The Key to Stop Undermining Yourself

When it comes to success, there may be nothing so important as self-confidence. Confident workers are more motivated towards achieving excellence – and simply happier in general. Studies have shown a direct correlation between self-confidence levels and tangible advancement at work. The bottom line:  self-confidence in your professional life matters.   

However, even the most self-assured of us can find it difficult to be confident every day. Confidence can be fragile, and it doesn’t always take much to bring us down. Maybe you missed a big sale, have problems at home, or you’re just feeling a little bit under the weather. Negatives in our lives directly affect our levels of self-confidence, whether we notice it at the time or not.  

When it comes to how other people view us and our confidence levels, self-sabotage is pervasive. There are things that otherwise extremely competent leaders do that make others see them as ineffective, and they’re often completely unaware of them.  

So how do we recognize when we’re undermining ourselves?  

Recognizing the Problem Behavior 

The first step in addressing any problem is recognizing and understanding it. A few of the common ways we undermine ourselves in a business setting include:  

Dwelling on the Negative: Whether it’s in casual discussion with colleagues, a business meeting, or simply your internal dialogue, focusing on the bad in any given situation is a surefire way to undermine yourself. An obsession with what isn’t possible or too much consternation over navigable roadblocks make you look insecure and ineffective.  

Lacking Focus on Priorities: A flip-flopper is hard to follow. There is little more disheartening to an employee than putting work into a project only to see it wasted after leadership initiates a change in direction. Flexibility is necessary; a lack of clear and consistent goals is troubling.  

Dealing in Fantasy: In the same vein, goals need to be executable. While a strong vision is crucial, your goals need to be attainable for others to take you seriously. While its admirable to believe in yourself and shoot for the moon, if your goals are so fantastical that your teammates don’t think they are possible, you’ll quickly find yourself spinning your wheels in place.  

Beating Yourself Down: Self-deprecation can be a healthy method to keep your ego in check, but take it too far and you risk lowering the expectations and confidence of those around you. Too strong a focus on your imperfections and mistakes is bound to force those around you into focusing on the same.  

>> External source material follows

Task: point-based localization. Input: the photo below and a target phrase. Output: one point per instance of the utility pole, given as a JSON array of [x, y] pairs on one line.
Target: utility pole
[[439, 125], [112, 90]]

Physical Undermining: While your words say one thing, your body language says another. If you look like you’re not listening, you’re making too much or too little eye contact, you’re fidgeting too much – people are making decisions on your capabilities. First impressions can be very hard to shake, and a lack of control over the physical can be harmful to your image.  

The Key is to Commit 

Now that we recognize some of the behaviors that undermine us, how do we take action towards changing them?  

First and foremost, we commit to recognizing and improving these behaviors in ourselves. 

Commit yourself to be intolerant of these habits from yourself. Recognize which are easy to overcome and which will require real effort. Consider how failing could cost you professionally – whether it’s in your next meeting or one years from today.  

The next step is to commit to self-reflection. You may begin to notice when you’re undermining yourself in the moment, but more likely you’ll see it more frequently in hindsight. In these moments of recognition, be deliberate in your reflection. Think to yourself how you could have handled the situation differently and try to make a note of the exact moment that you slipped up.  

By committing to improvement and being deliberate in our self-reflection, we can start separating our good tendencies from the bad ones.  

Support Your Own Initiative 

Beating yourself down too often? Start collecting positive emails, performance reviews, and feedback in one place to reflect on when you’re down on yourself.  

Procrastinating or showing up late? Start scheduling extra time into your calendar before meetings and giving yourself artificial deadlines on projects.  

Once you’ve recognized how you’re undermining yourself and committed yourself to improving, the final step is creating supporting actions and structures to lean on. You could even consider speaking with career counselor or therapist to help you make concrete plans.  

Challenge your inner dialogue, recognize your own worth, be proud of your accomplishments, and motivated by your mistakes. When we undermine ourselves, we offer others an excuse to lose confidence in us – and as we’ve established, it’s hard enough to keep that confidence in ourselves. So recognize the behavior, commit to fixing it, and give yourself the tools to do so. You’ll be glad you did.